The Many Stresses of Teaching (and How to Fight Back)
Teaching is no easy task. Whether you are formally trained or an online tutor, you need to know the risks.
Teaching is not an easy line of work. You spend five days a week taking care of not one or two children – but up to 30 at a time. You have to plan the lessons you teach them in a structured way that complies with government guidelines, and lesson plans can take hours to produce. Add to this the time spent teaching the children, and plus the time spent marking assignments, and you soon see that teaching isn’t a full time job – it’s a way of life.
Even when a teacher isn’t in the classroom, they are still held accountable. For example, if you area high school teacher and your 6th form students spot you in the pub, you will never live it down. Your behaviour must be responsible even in your free time. Bad decision can end your career. A teacher must be impeccable, all the time, and that gets highly stressful.
Teaching is a High-Pressure Role
Since teachers have this constant need to perform responsibly and even in their home life, the role becomes a pressured one. We all remember the eruption of work-life balance focus from back before the pandemic, but are we still living by the boundaries we set ourselves back then, or did they all get forgotten in light of the global trauma?

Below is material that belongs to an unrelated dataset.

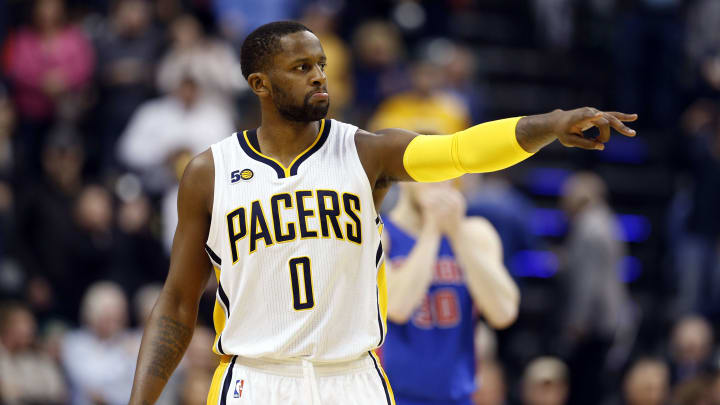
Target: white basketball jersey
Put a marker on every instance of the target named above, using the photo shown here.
(296, 251)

Our teachers had a poor work-life balance before Covid-19. When the pandemic began, they were forced to work remotely, blending learning through video with classroom learning. They had to contend with home schoolers, with correcting mistakes made, and with learning to operate the video chat systems that let normal life continue.
Teachers of 2020-22 had to deal with all of this, on top of the lesson planning, and the marking, and the communicating with parents, and all the rest. Teachers are burned out, stressed out, and are heading towards all time highs in absenteeism as a result. But what can we do to rectify the situation?
How We Can Take Better Care of our Teachers?
We need to form strategies to better protect teaching staff as we move forward. Yes, things seem to be back to normal for the moment, but there is no guarantee a mutation won’t send us right back to home learning again. We need to come together as educational establishments to great strategies for exactly this change. Now that it has happened once, we ought to be prepared for it to happen again.
A good strategy is to implement wellbeing training. Hays Wellbeing Training is one of the better forms of wellbeing training on the market. Not only is it fully remote, but it’s also totally free. They even give you access to those Learning Management Systems we discussed in our previous article.
We should regularly meet with our remote and teaching staff to make sure they feel supported. We need to extend invitations to them to ask for the help they need when they need it. We also need to focus on giving them the well-earned time off they deserve.